Now the risk/reward ratio has changed. Although it may conceivably turn out that policy is a little too tight as the tax rises take effect, the recovery is sufficiently well entrenched to survive any such policy mistake fairly comfortably. And a policy mistake in the other direction could easily result in inflation pressure down the road which would be harder to reverse.

When the Treasury Forecasting Panel met in February, we argued that the tax increases in April would not seriously dent the recovery, which was switching from consumer-led to company-led.

EITHER WAY FOR RATES

The conclusion was: 'We are now closer to the point at which we might recommend an increase in interest rates. Our presumption, therefore, is no longer that the next change in interest rates is bound to be downwards: it could be either up or down.'

This switch from an expansionary policy bias to neutrality was greeted with a certain amount of derision from some commentators, who still persist even now in extracting every ounce of bad news from economic figures that are basically upbeat. But it was the right judgement, and I am pleased to note from the minutes of Treasury/Bank of England meetings that it was a judgement simultaneously reached by Eddie George.

My impression is that the prevailing view in the Treasury, on the other hand, is that the Panel went a bit too far in specifically mentioning the possibility of base rate rises. This had an impact in the financial markets which was not welcome. But the real test of whether the new regime is serious about monetary stability is whether the authorities will be willing to raise base rates or tighten fiscal policy when they do not have to - in other words when there is no sterling crisis, and no immediate sign of rising inflation.

Action will need to be taken, and defended to the public, when there is no obvious trouble brewing, other than a decline in the estimated gap between actual and potential output.

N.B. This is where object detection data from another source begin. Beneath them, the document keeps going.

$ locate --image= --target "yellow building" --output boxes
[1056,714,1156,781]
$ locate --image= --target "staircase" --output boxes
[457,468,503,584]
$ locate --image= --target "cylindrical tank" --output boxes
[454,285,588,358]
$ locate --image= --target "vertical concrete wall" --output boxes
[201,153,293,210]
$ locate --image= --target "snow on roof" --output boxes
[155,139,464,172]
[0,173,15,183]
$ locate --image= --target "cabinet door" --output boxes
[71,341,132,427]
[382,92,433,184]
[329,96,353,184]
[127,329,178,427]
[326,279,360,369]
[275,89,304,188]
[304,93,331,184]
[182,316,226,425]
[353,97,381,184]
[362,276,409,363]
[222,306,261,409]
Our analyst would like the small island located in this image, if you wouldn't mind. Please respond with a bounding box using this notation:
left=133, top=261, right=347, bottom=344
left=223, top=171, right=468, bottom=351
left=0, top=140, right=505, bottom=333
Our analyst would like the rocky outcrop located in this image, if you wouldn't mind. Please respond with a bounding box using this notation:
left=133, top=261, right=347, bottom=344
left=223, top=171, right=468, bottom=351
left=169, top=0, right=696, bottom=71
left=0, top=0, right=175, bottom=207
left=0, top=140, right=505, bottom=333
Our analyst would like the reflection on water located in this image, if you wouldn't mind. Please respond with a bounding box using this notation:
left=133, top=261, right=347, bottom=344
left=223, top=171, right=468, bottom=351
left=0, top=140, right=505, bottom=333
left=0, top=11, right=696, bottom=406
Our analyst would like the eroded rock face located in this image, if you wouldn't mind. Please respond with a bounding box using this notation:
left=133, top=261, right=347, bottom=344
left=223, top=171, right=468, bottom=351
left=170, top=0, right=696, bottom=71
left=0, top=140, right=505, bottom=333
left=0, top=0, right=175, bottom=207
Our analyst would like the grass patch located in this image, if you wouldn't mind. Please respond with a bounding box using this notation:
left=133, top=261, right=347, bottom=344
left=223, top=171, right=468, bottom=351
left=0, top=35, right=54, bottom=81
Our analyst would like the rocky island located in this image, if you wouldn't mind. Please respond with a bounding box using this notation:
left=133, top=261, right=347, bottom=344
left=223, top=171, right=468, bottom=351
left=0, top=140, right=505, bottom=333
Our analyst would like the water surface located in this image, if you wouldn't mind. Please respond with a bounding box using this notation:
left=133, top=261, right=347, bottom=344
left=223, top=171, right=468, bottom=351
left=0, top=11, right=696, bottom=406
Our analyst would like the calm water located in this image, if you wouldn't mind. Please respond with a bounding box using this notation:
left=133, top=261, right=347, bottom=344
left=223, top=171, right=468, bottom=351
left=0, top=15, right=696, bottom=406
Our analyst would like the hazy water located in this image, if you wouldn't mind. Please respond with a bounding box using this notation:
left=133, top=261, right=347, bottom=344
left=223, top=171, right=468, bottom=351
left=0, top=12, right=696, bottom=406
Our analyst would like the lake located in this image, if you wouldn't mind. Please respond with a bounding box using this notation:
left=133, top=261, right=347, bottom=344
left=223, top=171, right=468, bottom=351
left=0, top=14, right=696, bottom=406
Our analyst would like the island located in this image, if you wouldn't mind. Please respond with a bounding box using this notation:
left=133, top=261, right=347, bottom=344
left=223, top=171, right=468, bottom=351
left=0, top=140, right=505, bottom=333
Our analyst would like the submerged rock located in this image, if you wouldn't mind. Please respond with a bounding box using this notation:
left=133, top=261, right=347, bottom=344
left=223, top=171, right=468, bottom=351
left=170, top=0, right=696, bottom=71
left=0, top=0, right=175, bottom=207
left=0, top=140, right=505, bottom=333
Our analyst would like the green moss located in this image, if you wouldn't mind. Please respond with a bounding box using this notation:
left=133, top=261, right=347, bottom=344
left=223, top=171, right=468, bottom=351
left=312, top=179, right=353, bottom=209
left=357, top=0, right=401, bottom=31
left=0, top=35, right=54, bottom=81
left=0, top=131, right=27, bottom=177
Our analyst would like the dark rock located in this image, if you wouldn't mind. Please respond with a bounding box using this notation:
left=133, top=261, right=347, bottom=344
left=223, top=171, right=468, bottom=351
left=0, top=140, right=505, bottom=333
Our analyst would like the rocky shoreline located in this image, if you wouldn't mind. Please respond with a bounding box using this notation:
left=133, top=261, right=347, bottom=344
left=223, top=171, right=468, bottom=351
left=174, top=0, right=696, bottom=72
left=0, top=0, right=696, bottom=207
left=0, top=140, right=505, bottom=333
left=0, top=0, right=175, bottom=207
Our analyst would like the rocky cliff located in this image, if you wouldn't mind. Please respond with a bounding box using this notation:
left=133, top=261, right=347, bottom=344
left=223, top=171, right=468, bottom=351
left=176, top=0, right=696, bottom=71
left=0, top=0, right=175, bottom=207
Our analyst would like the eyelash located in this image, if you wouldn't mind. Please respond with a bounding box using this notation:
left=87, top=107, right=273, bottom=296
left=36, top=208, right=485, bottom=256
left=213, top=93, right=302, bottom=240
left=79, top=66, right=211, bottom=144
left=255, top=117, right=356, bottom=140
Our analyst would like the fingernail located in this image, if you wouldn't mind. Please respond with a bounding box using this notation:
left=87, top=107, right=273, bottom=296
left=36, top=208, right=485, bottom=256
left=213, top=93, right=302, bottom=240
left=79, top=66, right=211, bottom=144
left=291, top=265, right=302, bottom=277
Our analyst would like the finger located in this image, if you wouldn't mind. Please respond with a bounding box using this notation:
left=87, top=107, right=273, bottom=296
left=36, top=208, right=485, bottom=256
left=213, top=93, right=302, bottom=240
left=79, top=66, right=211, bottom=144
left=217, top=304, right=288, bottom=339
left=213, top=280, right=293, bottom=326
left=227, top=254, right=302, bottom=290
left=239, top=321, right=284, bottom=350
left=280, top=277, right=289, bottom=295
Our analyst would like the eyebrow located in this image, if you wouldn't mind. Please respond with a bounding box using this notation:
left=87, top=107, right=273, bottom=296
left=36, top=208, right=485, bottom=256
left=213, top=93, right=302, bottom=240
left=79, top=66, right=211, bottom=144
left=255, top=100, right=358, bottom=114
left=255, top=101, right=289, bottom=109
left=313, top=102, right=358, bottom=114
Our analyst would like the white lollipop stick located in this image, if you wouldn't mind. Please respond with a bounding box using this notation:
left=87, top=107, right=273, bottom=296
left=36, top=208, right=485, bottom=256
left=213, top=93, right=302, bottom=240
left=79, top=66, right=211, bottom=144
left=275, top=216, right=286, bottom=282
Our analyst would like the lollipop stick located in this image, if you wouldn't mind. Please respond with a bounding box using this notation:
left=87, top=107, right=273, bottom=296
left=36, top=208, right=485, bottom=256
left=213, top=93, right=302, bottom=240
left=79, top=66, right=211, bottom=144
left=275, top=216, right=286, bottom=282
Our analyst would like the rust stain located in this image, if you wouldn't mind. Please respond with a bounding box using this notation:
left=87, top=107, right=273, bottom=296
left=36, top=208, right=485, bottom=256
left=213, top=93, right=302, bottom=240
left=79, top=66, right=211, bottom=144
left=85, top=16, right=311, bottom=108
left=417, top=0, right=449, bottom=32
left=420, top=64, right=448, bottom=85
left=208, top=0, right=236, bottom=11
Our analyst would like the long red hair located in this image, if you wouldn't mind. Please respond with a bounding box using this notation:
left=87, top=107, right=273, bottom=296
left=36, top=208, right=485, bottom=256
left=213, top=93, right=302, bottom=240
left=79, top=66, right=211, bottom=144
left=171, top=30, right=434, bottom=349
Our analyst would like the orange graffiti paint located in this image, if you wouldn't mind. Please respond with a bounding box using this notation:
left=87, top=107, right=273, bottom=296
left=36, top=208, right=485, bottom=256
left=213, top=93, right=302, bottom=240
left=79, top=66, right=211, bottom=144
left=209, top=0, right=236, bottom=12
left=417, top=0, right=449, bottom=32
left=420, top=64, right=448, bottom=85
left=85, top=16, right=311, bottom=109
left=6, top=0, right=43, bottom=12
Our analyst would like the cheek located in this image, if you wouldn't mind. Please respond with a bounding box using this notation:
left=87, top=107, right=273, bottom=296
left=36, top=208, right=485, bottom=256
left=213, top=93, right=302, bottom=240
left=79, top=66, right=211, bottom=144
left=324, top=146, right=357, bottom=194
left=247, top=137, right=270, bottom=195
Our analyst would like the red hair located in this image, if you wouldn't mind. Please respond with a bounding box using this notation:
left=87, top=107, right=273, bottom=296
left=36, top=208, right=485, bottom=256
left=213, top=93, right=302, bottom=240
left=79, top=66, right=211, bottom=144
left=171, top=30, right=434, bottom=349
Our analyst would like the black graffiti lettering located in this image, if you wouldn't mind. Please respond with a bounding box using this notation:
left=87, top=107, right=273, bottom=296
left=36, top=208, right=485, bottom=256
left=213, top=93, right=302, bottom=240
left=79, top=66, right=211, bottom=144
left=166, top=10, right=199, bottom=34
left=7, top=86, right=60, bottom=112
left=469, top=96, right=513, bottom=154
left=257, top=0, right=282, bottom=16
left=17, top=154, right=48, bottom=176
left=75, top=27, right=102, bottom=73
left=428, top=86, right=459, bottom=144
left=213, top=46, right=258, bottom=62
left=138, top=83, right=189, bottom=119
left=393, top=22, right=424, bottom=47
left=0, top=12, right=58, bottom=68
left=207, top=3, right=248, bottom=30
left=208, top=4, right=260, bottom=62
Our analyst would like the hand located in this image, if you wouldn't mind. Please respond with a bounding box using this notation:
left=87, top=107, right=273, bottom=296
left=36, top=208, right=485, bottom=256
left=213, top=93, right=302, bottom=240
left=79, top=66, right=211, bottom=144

This is the only way that inflation will be held permanently at the low end of the government's 1-4 per cent target range, but such action will of course mean that some calculated risks will need to be taken with the economic upswing at an awkward time in the political cycle. If he remains Chancellor, Mr Clarke's long- term political reputation will turn on whether he is willing, towards the end of this year, to tighten economic policy out of a clear blue sky.